Following April 2016, the trivalent oral poliovirus vaccine was replaced with the bivalent oral poliovirus vaccine (bOPV) in routine immunization around the world. Bivalent OPV contains only attenuated virus of serotypes 1 and 3, in the same number as in the trivalent vaccine.

Bivalent OPV elicits a better immune response against poliovirus types 1 and 3 than trivalent OPV, but does not give immunity against serotype 2. As well as in routine immunization, bOPV will be used for outbreak response against poliovirus types 1 and 3 outbreaks.

Trivalent oral poliovirus vaccine (tOPV)

Prior to April 2016, the trivalent oral poliovirus vaccine (tOPV) was the predominant vaccine used for routine immunization against poliovirus. Developed in the 1950s by Albert Sabin, tOPV consists of a mixture of live, attenuated polioviruses of all three serotypes. Also called the ‘Sabin vaccine’, tOPV is inexpensive and effective, and offers long lasting protection to all three serotypes of poliovirus.

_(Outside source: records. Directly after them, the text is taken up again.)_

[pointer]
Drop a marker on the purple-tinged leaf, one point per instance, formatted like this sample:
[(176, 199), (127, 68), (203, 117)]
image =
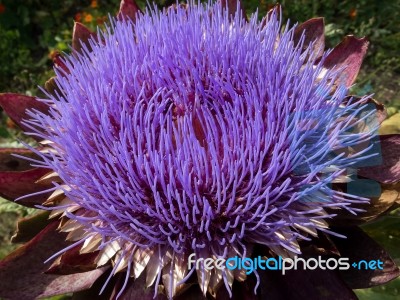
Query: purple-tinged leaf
[(348, 57), (17, 184), (359, 246), (313, 30), (72, 262), (136, 289), (16, 106), (389, 171), (81, 35), (8, 162), (22, 274), (128, 9), (29, 227)]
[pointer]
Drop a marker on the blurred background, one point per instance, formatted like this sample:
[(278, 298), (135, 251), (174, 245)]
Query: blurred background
[(32, 31)]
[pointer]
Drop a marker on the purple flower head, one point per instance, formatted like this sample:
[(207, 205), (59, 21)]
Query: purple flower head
[(193, 131)]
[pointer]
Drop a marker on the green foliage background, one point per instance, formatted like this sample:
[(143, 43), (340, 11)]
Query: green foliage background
[(32, 30)]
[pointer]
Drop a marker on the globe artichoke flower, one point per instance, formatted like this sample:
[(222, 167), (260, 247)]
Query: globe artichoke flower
[(198, 131)]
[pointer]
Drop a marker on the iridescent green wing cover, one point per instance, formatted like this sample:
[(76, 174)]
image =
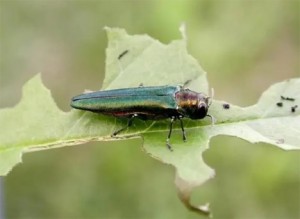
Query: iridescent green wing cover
[(150, 102)]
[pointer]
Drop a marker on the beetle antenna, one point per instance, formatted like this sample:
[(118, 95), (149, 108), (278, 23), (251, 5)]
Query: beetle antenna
[(212, 93)]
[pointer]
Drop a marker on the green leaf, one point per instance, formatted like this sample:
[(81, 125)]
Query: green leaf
[(36, 123)]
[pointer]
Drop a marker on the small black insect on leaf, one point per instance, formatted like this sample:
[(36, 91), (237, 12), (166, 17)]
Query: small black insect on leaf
[(123, 54), (226, 106)]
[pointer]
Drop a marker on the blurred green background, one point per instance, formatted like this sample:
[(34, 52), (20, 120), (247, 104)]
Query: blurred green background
[(245, 46)]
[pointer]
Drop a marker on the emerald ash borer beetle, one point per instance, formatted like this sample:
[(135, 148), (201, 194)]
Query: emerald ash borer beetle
[(146, 103)]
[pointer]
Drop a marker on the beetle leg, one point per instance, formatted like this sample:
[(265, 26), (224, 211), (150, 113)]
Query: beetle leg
[(182, 128), (129, 123), (169, 135)]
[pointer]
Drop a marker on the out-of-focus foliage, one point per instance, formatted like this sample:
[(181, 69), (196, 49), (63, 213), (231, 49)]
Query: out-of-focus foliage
[(244, 46)]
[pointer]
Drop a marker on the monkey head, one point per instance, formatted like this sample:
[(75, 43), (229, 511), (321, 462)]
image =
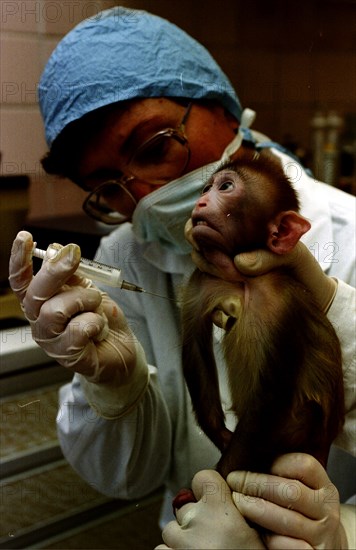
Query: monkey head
[(248, 204)]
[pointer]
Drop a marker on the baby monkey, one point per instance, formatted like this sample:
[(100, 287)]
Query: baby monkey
[(282, 355)]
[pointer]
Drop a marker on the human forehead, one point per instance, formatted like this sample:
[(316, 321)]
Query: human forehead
[(120, 125)]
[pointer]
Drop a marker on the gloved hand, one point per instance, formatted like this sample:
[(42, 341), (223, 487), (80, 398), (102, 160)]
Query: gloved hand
[(300, 261), (73, 321), (297, 504), (212, 522)]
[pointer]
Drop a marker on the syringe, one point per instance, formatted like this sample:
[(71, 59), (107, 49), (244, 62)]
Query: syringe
[(98, 272)]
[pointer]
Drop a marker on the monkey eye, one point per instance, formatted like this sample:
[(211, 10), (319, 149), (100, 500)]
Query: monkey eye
[(206, 188), (226, 185)]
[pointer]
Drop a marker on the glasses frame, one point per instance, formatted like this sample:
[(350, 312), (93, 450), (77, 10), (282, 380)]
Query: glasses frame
[(177, 133)]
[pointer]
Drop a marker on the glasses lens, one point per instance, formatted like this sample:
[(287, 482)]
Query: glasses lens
[(161, 159), (111, 203)]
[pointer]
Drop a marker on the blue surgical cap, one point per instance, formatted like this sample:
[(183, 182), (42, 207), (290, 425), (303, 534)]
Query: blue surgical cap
[(122, 54)]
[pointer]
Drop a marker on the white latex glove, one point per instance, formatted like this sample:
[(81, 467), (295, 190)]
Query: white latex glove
[(300, 261), (213, 522), (297, 504), (77, 324)]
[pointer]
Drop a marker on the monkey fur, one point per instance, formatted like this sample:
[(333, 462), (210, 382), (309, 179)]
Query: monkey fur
[(282, 354)]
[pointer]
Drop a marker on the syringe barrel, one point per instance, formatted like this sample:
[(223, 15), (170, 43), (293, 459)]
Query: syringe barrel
[(106, 275), (100, 273)]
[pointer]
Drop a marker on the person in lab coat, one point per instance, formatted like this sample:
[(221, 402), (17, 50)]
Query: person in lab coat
[(139, 114)]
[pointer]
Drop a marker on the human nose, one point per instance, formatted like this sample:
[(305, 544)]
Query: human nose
[(203, 200)]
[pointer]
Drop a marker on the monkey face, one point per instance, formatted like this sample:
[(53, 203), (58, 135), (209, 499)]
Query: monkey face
[(218, 213)]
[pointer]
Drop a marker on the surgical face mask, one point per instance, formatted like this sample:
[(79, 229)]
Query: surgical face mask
[(161, 215)]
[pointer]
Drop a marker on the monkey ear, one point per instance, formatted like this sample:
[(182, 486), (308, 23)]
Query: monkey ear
[(285, 231)]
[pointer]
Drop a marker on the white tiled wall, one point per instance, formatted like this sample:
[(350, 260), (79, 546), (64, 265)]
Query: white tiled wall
[(30, 31)]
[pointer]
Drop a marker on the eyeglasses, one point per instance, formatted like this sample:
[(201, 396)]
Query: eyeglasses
[(160, 159)]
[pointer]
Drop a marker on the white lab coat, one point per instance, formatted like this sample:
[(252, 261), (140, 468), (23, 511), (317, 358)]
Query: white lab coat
[(159, 442)]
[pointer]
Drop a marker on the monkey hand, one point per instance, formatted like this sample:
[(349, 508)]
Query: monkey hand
[(303, 265), (213, 522), (74, 322), (296, 500)]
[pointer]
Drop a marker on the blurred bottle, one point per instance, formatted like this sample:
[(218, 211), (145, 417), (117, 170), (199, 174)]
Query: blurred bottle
[(334, 125), (318, 124)]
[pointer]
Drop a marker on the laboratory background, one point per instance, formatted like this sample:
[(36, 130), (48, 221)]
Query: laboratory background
[(294, 63)]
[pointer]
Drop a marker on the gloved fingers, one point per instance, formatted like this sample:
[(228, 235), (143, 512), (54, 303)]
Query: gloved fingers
[(114, 314), (209, 484), (20, 266), (300, 261), (77, 343), (57, 267), (56, 313)]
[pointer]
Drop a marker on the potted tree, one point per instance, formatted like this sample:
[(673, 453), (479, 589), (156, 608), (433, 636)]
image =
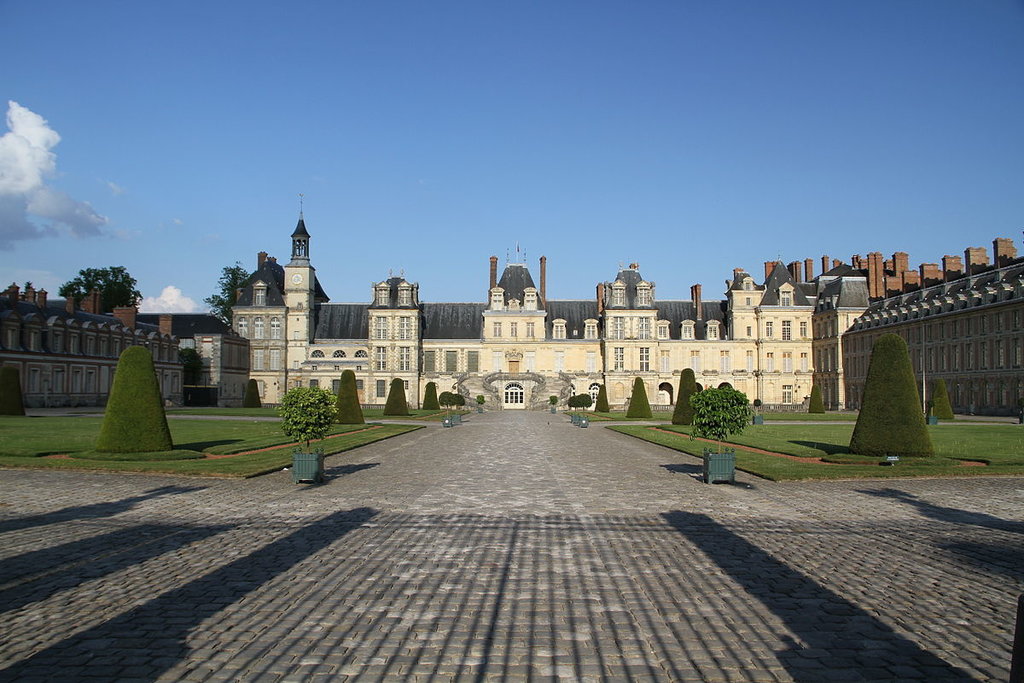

The trivalent vaccine was withdrawn in April 2016 and replaced with the bivalent oral poliovirus vaccine (bOPV), which contains only attenuated virus of types 1 and 3. This is because continued use of tOPV threatened to continue seeding new type 2 circulating vaccine-derived polioviruses (cVDPV2), despite the wild type 2 virus being eradicated in 1999.